Type II afferent fibers of the cochlear nerve are not responsible for hearing like the type I afferent fibers. They are thought to be cochlear pain neurons. Gain of function of these type II afferent fibers may be caused by a flood of ATP after hair cell damage. [5] [6] Now sensitized, they react to the small amount of ATP released during the normal process of hearing. This may result in pain. [5] [6]
Noreña et al. (2018) propose a model that may account for sound-induced pain and a constellation of other symptoms often experienced after an acoustic shock, acoustic trauma, and potentially other mechanisms of auditory damage.
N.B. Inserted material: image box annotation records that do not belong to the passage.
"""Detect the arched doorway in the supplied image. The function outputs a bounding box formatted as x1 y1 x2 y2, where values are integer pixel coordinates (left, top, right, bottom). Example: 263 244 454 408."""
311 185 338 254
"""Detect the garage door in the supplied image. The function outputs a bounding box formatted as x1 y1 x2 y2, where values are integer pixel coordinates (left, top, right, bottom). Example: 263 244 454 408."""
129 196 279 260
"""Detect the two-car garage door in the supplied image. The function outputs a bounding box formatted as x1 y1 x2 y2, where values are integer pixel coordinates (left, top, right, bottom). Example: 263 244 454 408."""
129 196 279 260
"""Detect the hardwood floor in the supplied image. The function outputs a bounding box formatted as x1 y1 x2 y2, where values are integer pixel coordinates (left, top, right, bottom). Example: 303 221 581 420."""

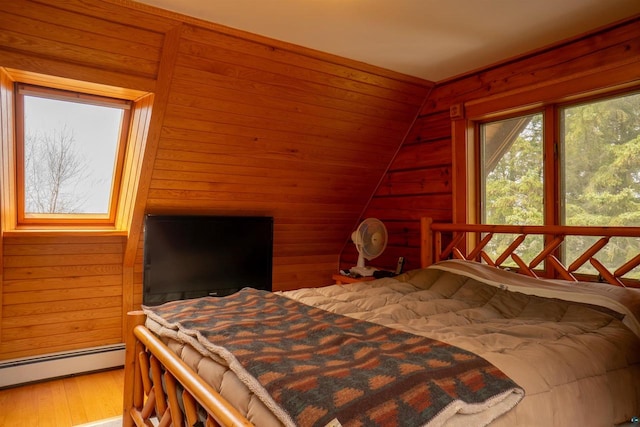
0 369 124 427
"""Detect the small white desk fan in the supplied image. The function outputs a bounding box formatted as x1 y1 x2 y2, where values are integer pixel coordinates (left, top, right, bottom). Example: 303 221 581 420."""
350 218 388 276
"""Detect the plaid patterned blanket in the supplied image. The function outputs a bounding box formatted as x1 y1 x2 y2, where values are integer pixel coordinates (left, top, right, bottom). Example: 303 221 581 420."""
144 288 523 426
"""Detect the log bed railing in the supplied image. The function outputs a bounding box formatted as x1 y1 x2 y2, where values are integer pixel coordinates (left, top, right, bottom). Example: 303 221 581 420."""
123 218 640 427
421 218 640 287
123 311 253 427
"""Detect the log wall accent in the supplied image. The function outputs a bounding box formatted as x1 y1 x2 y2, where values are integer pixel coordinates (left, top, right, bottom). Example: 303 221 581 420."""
0 0 433 360
350 16 640 274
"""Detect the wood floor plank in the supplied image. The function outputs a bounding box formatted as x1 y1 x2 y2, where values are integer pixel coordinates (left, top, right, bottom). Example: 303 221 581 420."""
0 369 124 427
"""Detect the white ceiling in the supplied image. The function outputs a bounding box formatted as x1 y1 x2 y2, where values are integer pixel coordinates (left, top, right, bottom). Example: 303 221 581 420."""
138 0 640 82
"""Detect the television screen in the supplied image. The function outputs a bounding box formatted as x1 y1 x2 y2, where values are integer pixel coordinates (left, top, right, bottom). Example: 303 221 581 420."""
143 215 273 305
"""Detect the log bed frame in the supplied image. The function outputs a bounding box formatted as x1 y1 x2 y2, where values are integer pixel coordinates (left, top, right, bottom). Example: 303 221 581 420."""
123 218 640 427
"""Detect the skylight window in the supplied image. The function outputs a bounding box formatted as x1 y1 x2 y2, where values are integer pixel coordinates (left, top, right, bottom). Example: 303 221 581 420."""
16 84 131 224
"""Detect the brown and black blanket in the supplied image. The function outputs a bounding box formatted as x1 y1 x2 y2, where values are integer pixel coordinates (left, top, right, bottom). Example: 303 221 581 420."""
144 288 524 427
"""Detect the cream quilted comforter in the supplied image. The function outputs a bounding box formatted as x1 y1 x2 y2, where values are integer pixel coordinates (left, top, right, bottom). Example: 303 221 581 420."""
147 261 640 427
285 261 640 427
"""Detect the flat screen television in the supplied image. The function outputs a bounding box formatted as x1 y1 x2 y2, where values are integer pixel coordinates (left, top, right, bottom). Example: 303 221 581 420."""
142 215 273 305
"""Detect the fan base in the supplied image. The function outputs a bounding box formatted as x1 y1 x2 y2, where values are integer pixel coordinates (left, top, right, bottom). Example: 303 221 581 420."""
349 266 378 277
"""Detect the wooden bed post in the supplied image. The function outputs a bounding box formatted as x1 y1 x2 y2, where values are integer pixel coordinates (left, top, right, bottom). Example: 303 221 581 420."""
420 217 434 268
122 311 145 427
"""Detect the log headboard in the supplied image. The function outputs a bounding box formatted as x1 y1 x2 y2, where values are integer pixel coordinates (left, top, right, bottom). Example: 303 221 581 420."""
421 217 640 287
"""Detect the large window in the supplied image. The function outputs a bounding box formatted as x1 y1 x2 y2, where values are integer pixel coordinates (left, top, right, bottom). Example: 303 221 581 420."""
16 84 131 224
478 93 640 274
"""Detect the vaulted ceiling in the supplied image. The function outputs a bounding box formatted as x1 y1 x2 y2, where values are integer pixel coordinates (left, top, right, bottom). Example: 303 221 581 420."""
138 0 640 82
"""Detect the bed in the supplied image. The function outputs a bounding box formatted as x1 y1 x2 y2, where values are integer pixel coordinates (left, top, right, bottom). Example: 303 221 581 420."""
124 219 640 427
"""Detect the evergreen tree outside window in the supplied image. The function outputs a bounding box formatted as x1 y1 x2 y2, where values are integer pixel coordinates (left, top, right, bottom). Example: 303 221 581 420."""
479 93 640 277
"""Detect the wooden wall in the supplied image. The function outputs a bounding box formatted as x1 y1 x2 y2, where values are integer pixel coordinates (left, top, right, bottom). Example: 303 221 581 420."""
348 17 640 268
0 0 433 360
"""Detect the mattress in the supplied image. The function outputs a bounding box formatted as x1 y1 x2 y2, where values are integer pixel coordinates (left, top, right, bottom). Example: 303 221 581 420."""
147 261 640 426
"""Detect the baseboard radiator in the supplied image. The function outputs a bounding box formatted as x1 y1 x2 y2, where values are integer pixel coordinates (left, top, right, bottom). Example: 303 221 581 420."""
0 344 124 388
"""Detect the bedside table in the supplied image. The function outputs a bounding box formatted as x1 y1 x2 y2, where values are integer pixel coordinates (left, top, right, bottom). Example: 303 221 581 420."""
331 273 375 285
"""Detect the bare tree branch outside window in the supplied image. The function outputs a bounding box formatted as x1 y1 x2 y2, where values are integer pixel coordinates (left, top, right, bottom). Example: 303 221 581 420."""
24 125 90 213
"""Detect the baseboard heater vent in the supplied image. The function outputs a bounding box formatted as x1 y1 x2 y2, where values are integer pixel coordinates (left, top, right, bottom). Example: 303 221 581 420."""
0 344 124 388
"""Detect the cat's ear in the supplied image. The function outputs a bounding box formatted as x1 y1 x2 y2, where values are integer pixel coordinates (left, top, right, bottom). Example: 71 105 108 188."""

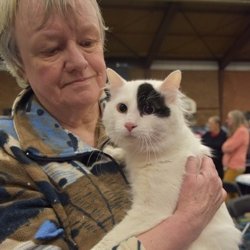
160 70 181 101
107 68 126 89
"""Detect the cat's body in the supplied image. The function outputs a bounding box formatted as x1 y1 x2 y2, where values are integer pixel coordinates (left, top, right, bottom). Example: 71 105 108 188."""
94 71 241 250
Symptoms may include a sense of fullness in the ear, tinnitus, and dizziness. [7] [8]
The model details how symptoms may be initiated by tensor tympani muscle damage or overload due to acoustic shock or trauma. Hypercontraction or hyperactivity of the muscle may cause an "ATP energy crisis." The muscle is then forced to create energy without sufficient oxygen, which results in the release of lactic acid into the middle ear space. This acidity can activate pain-sensing neurons. Muscle relaxation requires energy in the form of ATP. In the setting of low ATP, it is more difficult for the muscle to relax, which causes the cycle to continue. Via a cascade of events, the activated pain neurons can cause neurogenic inflammation, which may lead to additional pain. In this way, a "vicious circle" is created. [7] [9]
Pain from sound sometimes radiates to the face, scalp, and neck. This may be due to the trigeminocervical complex in the brainstem, which integrates input from and output to various regions of the head and neck, including the middle ear. Of note, the tensor tympani muscle is innervated by the trigeminal nerve. The model also explains how whiplash injuries, temporomandibular joint dysfunction, and other conditions affecting the head and neck regions may influence the function of the tensor tympani muscle and contribute to ear symptoms such as pain hyperacusis. [7] [8] [9]
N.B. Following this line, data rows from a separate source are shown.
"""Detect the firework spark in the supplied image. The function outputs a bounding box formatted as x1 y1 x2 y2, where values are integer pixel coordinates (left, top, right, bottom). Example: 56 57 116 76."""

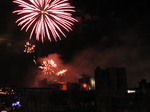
56 69 67 76
39 59 67 76
39 60 57 75
24 42 35 53
13 0 77 42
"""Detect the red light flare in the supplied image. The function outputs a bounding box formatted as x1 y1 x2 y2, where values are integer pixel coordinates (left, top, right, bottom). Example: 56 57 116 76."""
13 0 77 42
24 42 35 53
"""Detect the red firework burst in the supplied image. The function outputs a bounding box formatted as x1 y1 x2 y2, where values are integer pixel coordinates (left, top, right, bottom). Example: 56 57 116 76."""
13 0 77 42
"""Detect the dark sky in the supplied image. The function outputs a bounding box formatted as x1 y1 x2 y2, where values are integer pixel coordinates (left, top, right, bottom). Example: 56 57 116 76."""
0 0 150 87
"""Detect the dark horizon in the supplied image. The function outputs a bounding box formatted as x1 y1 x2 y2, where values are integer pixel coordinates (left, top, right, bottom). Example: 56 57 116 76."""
0 0 150 87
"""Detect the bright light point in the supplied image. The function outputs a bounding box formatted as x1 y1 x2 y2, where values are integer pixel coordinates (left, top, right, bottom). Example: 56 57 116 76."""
13 0 77 42
127 90 136 93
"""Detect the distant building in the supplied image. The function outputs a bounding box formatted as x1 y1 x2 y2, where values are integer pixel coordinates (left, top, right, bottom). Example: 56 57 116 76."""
79 75 95 91
95 67 127 112
139 79 150 94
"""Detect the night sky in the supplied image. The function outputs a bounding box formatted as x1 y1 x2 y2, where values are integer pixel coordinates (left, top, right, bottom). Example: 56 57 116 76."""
0 0 150 87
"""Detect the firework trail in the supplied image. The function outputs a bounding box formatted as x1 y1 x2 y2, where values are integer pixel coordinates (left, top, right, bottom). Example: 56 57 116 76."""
13 0 77 42
24 42 35 53
38 59 67 76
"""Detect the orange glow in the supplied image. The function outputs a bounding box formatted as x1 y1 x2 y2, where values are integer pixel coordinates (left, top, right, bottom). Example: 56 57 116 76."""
60 83 67 91
24 42 35 53
39 59 67 76
82 83 88 88
56 69 67 76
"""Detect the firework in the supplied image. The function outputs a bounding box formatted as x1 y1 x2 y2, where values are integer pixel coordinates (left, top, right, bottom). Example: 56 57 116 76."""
39 60 57 75
56 69 67 76
24 42 35 53
13 0 77 42
39 59 67 76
The basic diagnostic test is similar to a normal audiogram. The difference is that, in addition to the hearing threshold at each test frequency, the lowest uncomfortable sound level is also measured. This level is called loudness discomfort level (LDL) or uncomfortable loudness level (ULL). In patients with hyperacusis this level is often considerably lower than in normal subjects, and usually across most parts of the auditory spectrum. [1] [40] However, there is not a consensus regarding what constitutes a normal LDL. The relationship between LDL's and self-reported ability to tolerate sounds in everyday life in unclear. [41]
In addition to self-report questionnaires, audiologists may employ a variety of other techniques to evaluate auditory function in patients experiencing noise sensitivity. When conducting testing that involves the presentation of sounds, which may cause the patient discomfort or pain, it is vital to inform the patient of the volume and duration of sounds to be presented prior to testing. Care should be taken to begin with sounds of low volume, and volume should be increased gradually. The audiologist and patient should both be prepared to stop testing at any time, depending on the patient's symptoms. [41]
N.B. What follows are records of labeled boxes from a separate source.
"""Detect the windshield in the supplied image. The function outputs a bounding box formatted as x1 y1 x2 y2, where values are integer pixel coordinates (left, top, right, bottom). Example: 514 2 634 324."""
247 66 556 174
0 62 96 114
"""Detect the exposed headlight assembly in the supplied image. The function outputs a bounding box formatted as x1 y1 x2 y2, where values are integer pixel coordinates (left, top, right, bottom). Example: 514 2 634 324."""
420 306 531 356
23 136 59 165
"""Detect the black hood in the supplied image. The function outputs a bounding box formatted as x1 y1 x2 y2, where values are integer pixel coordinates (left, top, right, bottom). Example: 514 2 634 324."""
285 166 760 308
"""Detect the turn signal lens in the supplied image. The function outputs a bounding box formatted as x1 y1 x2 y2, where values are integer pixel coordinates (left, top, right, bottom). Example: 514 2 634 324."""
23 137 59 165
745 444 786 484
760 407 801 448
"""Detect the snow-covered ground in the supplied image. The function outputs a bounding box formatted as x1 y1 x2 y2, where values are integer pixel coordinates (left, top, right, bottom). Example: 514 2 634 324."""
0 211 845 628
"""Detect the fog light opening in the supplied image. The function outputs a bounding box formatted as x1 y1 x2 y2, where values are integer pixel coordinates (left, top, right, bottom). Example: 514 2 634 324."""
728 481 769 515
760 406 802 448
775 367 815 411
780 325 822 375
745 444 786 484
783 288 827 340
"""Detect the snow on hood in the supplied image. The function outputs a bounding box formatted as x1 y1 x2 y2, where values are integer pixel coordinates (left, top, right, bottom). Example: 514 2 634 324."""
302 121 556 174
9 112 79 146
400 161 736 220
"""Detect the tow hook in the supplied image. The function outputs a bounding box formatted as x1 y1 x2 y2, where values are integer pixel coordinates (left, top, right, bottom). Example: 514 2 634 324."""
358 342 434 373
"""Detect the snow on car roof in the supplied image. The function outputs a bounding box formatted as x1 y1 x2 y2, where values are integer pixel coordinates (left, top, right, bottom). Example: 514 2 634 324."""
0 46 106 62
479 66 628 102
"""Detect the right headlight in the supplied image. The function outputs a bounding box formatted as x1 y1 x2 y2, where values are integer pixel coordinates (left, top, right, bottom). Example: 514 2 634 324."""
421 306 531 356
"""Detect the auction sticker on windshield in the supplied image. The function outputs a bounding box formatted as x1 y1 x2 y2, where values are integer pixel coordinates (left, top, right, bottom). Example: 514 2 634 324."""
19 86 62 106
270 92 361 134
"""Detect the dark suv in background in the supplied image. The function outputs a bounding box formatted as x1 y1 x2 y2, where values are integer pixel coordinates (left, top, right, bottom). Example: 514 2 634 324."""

There are currently no evidence-based guidelines regarding the treatment of patients with hyperacusis. The majority of audiologists report insufficient formal education in this area, likely due in part to the current lack of consensus in the literature regarding definitions and treatment of hyperacusis. [42]
Setback prevention and reduction of pain symptoms are high priorities among those with hyperacusis and noxacusis, which is often managed through a combination of controlling the environment so as to avoid loud sounds, soundproofing, and wearing hearing protection, such as earplugs and safety earmuffs. [43] [44] Preliminary research has shown that individuals with pain hyperacusis can experience an exacerbation of their symptoms when not adequately protecting themselves against loud sounds. [17]
There are diametrically opposing views on avoiding overuse of hearing protection and silence. Some audiologists may advise against using hearing protection in normal sound environments, claiming it can cause or worsen hyperacusis. This is based on a study in healthy volunteers and not individuals with preexisting loudness or pain hyperacusis. [45]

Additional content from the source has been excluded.